Suggestions have been made to take curational steps and ‘block’ some species from the AI pool, if experts state that a correct ID is too difficult or unlikely to be made in the field. I am not in favor of this but rather want to ask:
Why not use the power of crowdsourcing to find those tricky taxa and implement this in the learning algorithm?

How could this be done? By looking at the ratio of disagreements for a certain taxon.

Example: Flesh flies (Sarcophagidae) are often IDed as Sarcophaga carnaria, although a species ID is almost impossible with in vivo photos. If those IDs were made using the AI suggestions and subsequently get corrected by other users to genus level, then the algorithm could learn to avoid suggesting a species in these cases and become more conservative. One just has to define a threshold for the disagreement ratio for a certain taxon.

I would be interested to learn if this would be feasible to implement into the system, and also if there would be any downsides of such a system.

One could imagine that this might negatively affect the AI accuracy of species that are only in parts of their range difficult to ID, as in other areas there would be no similar species around and the ID thus straightforward. However, improving a correct genus to species level is easier then correcting an incorrect species choice.

And ideally, to go one step further, location plus the ‘disagreement ratio’ could be combined, such as e.g. in Western Europe the AI might suggest Erinaceus europaeus for a hedgehog, but in Russia, where several species occur, it would prioritize the genus (similar case with American Crow on the pacific coast vs. possible confusion with Fish Crow in the east).

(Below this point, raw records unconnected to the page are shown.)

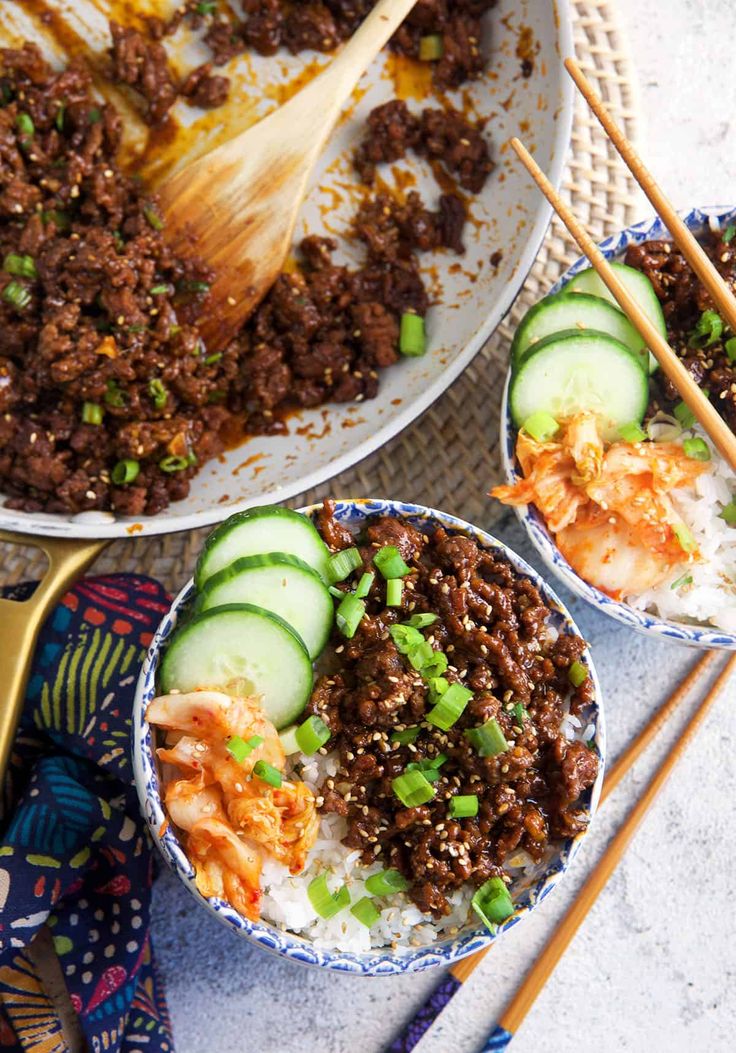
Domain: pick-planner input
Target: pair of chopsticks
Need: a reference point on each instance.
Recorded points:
(525, 995)
(705, 413)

Let me hear what you think.

Not sure if the system already does this, but it does show easily confused taxa, presumably because someone erroneously selected a CV suggestion. Only works for genus or lower though?


Definitely worth exploring, although perhaps at first on the filtering results end of things, which is much easier to play around with than model training.


Follow-up suggestion:
After thinking about it, maybe disagreements following computer vision selections should even be weighted higher (similar to how RG observations can be overruled).

Don’t know how this could be implemented in the learning algorithm or the filtering, or what the exact factor should be, but I feel this would really improve the quality of suggestions for those taxa which are especially error-prone.

In particular, those commonly observed taxa, where a species ID is never or rarely possible (and thus alternative species suggestions do not make sense), this could trigger the AI the following: 'It looks most similar to this species, which I would normally suggest; but as these observations have so often be corrected, I will only suggest higher taxa'


If anything like this is done, a complicating factor that has to be addressed is how to deal with species that get added to the training as observatiom numbers rise.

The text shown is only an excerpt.